In a tailoring collection, particularly one from a brand with history, there is always a fine balance between innovation of new products, and interpretation of existing. This weight of heritage is something E.Tautz bears –although not as a burden, but much like a Knight wearing his armour; purposefully, boldly and without compromise.


The Autumn Winter 2012 collection from E.Tautz collection embodied the 130 year ‘Hunting and Military’ background with references to original British cloths and construction. Heavy scotch plaid, soft-shouldered hunting coats were combined with a more comfortable silhouettes which, although clean in design, exuded a functional air, one of comfort.

The suiting was textured and layered with the emphasis on the weight of cloth. The peaks on the lapels were muted, framed with a raised ‘saddle’ finishing to the shoulder lending itself to a strong visage.

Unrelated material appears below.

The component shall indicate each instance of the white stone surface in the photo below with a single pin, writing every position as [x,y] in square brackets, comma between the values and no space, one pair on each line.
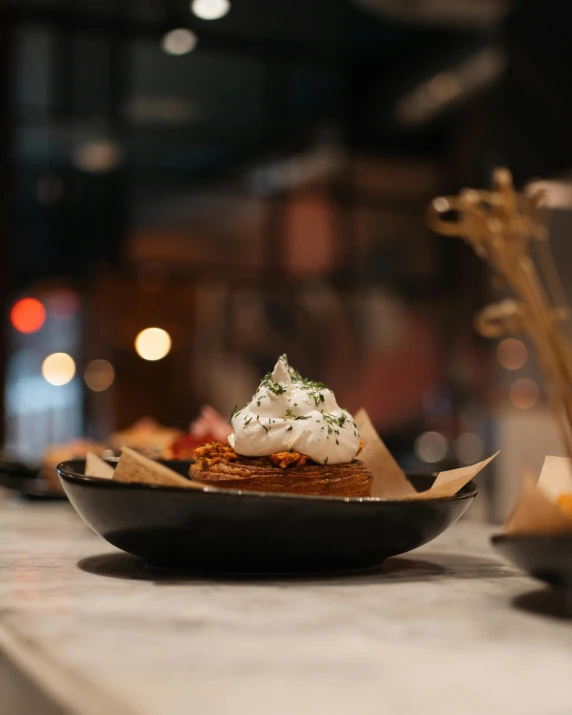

“There is an imponderable vastness to weight” wrote Richard Serra, an inspiration and the source of Patrick Grant’s fixation with dense absorbent forms and interpretation in clothes mass.

 “British cloth makers have a way of creating cloths of a substance that few can match, because of our weather required them to do so. Serra’s drawings somehow called to mind these heavy British cloths: Cavalry Twill, Melton, Barathea.” – Patrick Grant


The weight of the garments were reflected through the soft, almost unending, shoulders of the coats often with concealed buttons; the continuity of the cloth adding to their intensity of purpose.


The statement colour through the collection is ‘hunting’ red, providing a stark contrast to the conservative palette. Seen in scotch plaid, wool coats, their linings as well as jacket trimmings, the red pays tribute E.Tautz’s weighty hunting heritage.